More than a decade later, following a Super Bowl title, Super Bowl MVP, 11 Pro Bowl appearances and a whole lot of winning alongside head coach Sean Payton, the energy that attracted Brees back in 2006 remains, the excitement still palpable.
On Monday night, in the Saints’ 34-7 win over the Colts, Brees got to soak in the love from the New Orleans crowd yet again. After breaking the NFL’s all-time passing touchdown record by finding tight end Josh Hill with 7:08 to go in the third quarter, Brees removed his helmet, ran up the New Orleans sideline and pointed at the home crowd in gratitude, taking in the moment as they applauded his historic feat.
The QB then found Payton, giving his partner-in-success a hug 14 years in the making.
Payton came to the Saints in January of 2006, Brees arrived that same March. The duo helped win Super Bowl XLIV against the Colts in their fourth year together—and still bonded, they’re hunting for their elusive second title.
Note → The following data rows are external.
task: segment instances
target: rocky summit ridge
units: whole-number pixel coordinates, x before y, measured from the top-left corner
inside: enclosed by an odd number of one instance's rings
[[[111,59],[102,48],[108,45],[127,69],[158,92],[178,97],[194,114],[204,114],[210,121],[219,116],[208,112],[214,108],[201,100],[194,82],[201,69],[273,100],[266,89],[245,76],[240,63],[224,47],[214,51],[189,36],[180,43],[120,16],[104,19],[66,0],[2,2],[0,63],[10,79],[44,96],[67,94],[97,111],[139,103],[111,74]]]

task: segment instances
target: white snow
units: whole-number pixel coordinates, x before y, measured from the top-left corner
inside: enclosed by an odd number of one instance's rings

“These special moments are special because of the people that are on this journey,” Brees told ESPN’s Lisa Salters after the game.
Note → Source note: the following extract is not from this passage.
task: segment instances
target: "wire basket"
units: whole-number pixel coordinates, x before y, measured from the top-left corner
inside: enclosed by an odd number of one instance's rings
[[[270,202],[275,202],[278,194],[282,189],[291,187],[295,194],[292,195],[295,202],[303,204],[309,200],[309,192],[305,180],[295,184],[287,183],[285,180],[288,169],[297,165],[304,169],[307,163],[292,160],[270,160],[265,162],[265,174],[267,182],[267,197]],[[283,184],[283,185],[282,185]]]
When he broke the all-time passing yard record last October against the Redskins, he wrote personalized messages to 174 current and former players and coaches, giving each a football commemorating the achievement. It’s fair to wonder what each of the 69 players to catch a touchdown from Brees might one day receive.
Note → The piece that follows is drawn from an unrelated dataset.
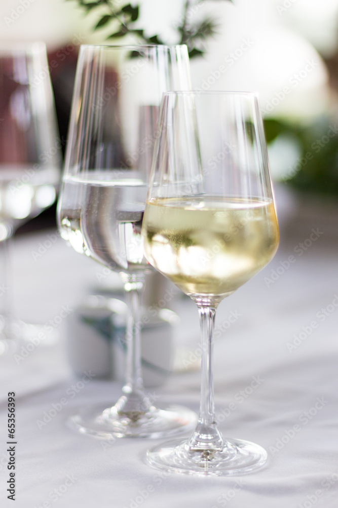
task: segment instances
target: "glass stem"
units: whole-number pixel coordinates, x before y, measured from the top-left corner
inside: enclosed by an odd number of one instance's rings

A number of Saints players from that Super Bowl-winning team were in the building on Monday night to witness the Purdue product’s historic evening. But while Peyton Manning’s touchdown record was inevitably going to fall, whether it was on Monday or in the weeks to come, Brees didn’t just break the all-time touchdown record in the victory. He completed 29 of his 30 pass attempts—missing only a short pass to running back Latavius Murray in the flat—setting a new NFL record for the highest single-game completion percentage with a minimum of 20 attempts. He threw for 307 yards and four touchdowns, in a nearly perfect performance.
But while Monday night’s win belonged to the future Hall of Famer, the Saints' defense made a statement of its own. Last week in New Orleans’ 48-46 loss to the 49ers, the Saints' defense had no answers. Against the Colts, it passed the test with flying colors, surrendering just seven points and allowing only 205 yards.
Entering Week 16, New Orleans remains as the NFC’s 3 seed, but Monday’s nearly flawless performance on both sides of the football will only spring more confidence heading into the regular season’s stretch run.
Brees is among the unlikeliest of greats—standing just 6-feet tall and barely recruited out of high school. He said after the game that he entered the NFL just trying to one day be a starter, “maybe able to make a little bit of an impact,” he said.
The banner hanging in the Mercedes-Benz Superdome shows just some of that impact he’s made on the team, the city, the region. The ovations throughout the night are representative of the more complete story.
“This was a special night,” Brees said. “One that I’ll always remember.”
One that the New Orleans fans—and the NFL record book—will always remember as well.